Connecting contemporary art to a traditional cosmology, Tukano’s images evoke aspects of existence that are usually invisible to the eye. Much like the exhibition itself, the paintings serve as portals into another way of thinking and being that resists Western epistemologies.
“When you spend time in front of these pictures, you get immersed in a totally different vision of the world that is very central to Indigenous culture. From this perspective, you realize they have an agency of their own,” Avolese said.
In the next room, Kaya Agari’s hanging panels featuring patterns based on traditional Kywenu body markings perform a similar transposition. Suspended from the ceiling, the fabric panels invite viewers to walk through the intimate spaces they create. The subtle, almost eerie movement of the fabric in response to passers-by at once recalls the ancestral narratives on which the designs are based and roots the visitor firmly in the present.
“It's about a tradition transported into different materials.

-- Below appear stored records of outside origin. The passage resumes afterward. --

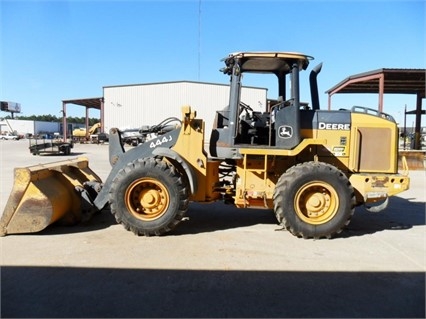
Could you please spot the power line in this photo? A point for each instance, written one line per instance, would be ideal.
(199, 40)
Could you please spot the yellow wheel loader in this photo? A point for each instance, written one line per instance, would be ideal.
(311, 167)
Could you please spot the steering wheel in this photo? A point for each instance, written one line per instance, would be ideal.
(244, 107)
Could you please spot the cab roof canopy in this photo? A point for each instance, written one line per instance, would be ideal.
(265, 62)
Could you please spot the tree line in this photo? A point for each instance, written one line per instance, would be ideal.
(54, 118)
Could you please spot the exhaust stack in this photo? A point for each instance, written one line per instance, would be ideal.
(314, 86)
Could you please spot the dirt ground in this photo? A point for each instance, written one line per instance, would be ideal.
(220, 262)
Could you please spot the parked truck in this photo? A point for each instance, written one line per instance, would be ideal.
(310, 167)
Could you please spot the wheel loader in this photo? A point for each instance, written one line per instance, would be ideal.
(311, 167)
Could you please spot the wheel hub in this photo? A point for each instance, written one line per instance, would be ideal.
(147, 199)
(316, 202)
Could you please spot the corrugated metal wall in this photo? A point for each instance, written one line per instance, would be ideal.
(132, 106)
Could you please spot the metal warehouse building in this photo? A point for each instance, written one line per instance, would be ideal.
(131, 106)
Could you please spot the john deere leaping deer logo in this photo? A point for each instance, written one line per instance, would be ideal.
(285, 131)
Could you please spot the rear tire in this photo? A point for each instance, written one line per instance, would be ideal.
(149, 197)
(314, 200)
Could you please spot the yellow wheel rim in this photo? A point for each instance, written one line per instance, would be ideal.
(147, 199)
(316, 203)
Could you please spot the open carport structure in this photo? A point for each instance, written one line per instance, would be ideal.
(393, 81)
(89, 103)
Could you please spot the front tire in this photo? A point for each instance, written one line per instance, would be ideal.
(149, 197)
(314, 200)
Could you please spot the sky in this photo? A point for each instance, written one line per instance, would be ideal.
(59, 50)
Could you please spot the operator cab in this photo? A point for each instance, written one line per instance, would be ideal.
(278, 126)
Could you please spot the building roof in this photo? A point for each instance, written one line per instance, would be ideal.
(398, 81)
(91, 103)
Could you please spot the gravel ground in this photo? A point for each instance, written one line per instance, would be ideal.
(221, 262)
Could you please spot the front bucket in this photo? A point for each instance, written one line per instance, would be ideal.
(44, 194)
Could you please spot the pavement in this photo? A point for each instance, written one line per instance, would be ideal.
(220, 262)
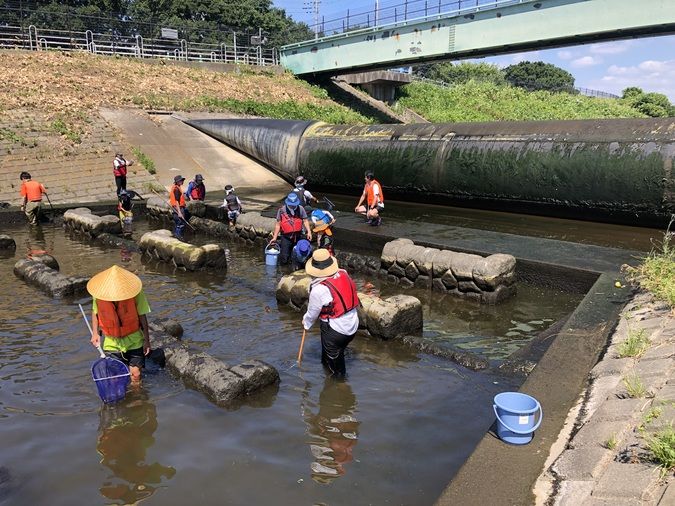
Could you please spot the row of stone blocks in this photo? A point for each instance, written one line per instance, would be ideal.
(161, 244)
(43, 271)
(223, 384)
(488, 280)
(388, 318)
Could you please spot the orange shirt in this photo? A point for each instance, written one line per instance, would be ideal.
(32, 190)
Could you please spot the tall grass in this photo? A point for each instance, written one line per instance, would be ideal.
(476, 101)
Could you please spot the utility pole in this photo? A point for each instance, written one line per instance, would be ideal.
(313, 7)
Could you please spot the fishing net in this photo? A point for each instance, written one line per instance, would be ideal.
(111, 377)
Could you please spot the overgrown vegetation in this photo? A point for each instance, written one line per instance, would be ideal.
(60, 127)
(662, 448)
(635, 344)
(656, 274)
(144, 160)
(476, 101)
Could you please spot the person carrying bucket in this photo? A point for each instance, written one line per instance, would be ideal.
(291, 218)
(119, 312)
(334, 301)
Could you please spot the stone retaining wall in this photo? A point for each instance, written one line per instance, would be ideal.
(388, 318)
(161, 244)
(486, 279)
(224, 384)
(49, 280)
(82, 220)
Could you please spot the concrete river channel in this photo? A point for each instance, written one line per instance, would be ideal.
(395, 432)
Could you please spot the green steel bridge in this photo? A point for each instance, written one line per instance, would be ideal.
(476, 29)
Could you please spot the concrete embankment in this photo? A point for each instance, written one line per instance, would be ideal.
(614, 170)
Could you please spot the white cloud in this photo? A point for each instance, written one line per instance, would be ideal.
(616, 47)
(586, 61)
(650, 75)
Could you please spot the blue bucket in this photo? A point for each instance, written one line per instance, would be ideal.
(271, 254)
(515, 414)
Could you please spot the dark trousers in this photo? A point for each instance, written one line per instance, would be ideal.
(333, 345)
(121, 182)
(179, 223)
(287, 241)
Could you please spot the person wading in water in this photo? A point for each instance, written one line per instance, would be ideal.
(119, 311)
(32, 192)
(334, 301)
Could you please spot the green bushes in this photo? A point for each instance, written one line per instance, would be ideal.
(475, 101)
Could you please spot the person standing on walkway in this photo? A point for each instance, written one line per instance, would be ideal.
(374, 200)
(334, 301)
(291, 218)
(178, 211)
(305, 196)
(120, 165)
(232, 205)
(196, 189)
(119, 311)
(31, 192)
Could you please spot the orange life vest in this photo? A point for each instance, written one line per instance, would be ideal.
(118, 319)
(371, 194)
(290, 224)
(343, 291)
(176, 196)
(32, 190)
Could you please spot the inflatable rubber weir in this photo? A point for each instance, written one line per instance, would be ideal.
(616, 170)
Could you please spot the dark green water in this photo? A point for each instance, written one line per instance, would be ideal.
(395, 432)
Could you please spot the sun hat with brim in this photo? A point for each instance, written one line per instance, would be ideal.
(292, 200)
(322, 264)
(114, 284)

These are visuals that we think we understand, but we really don't,” said Deitsch. “So much of art is about creating access into other worlds and other cultures, developing within us empathy for histories and traditions that we may or may not have access to.”
Outside the (Western) Box
Many of the objects featured in Véxoa defy easy categorization—a documentary about the recovery of ancestral land transforms into a fictional narrative about spiritual beings in the forest; images of urban resistance are set against celestial backgrounds depicting origin myths; on the lower level, a mural commissioned for the exhibition depicts animal petroglyphs in luminescent neon paint.
Like their creators, these works inhabit a borderland that subverts the boundaries between fine art and handicraft, ancient tradition and contemporary practice. “To Naine, categorizing pretty things in boxes is a very Western mode of dealing with knowledge, and that made no sense for her or for any of the artists represented here,” said Avolese.
The importance of self-representation for Indigenous artists also informed Terena’s decision not to organize the exhibition thematically or chronologically. “Véxoa is conceived of as a unified space, avoiding temporal, thematic, or aesthetic divisions, in order to reflect the organic synchronicity of Indigenous creativity in Brazil,” she states in the exhibition brochure.
“The whole point is that everything is connected,” Deitsch explained. “So that determined the wall color. Everything is a very dark gray that really connects and envelops you, and there are no delineations. [The pieces] are all talking to each other.”
Art as Resistance
First opened during the pandemic and under a Brazilian president whose administration was criticized for undermining Indigenous rights, Véxoa itself embodies the resilience of its subjects. References to land recognition struggles and political scenarios that have denied Indigenous peoples’ rights permeate the show, none more potently than the final installation by Arissana Pataxó.
In a narrow corridor, four canvas paintings of Pataxó territory overlaid with the words of traditional chants are reflected in four opposing mirrors printed with excerpts from the journals of a 19th century European explorer. Inevitably, the viewer is also implicated in the struggle between erasure and recovery.
But perhaps the greatest act of resistance is the community formed through the process of creating the exhibition. “The building of these spaces brought together a group of artists that started to work very closely in the last five years, creating a community of art workers that are engaged in activism in the fields of art and culture,” Avolese said.
Throughout the show’s run, Tufts Art Galleries is hosting educational programming (in English and Portuguese) aimed at bringing together faculty, students, and members of the local community to showcase the diversity of experience and the dynamic range of artistic production among Brazil’s Indigenous peoples.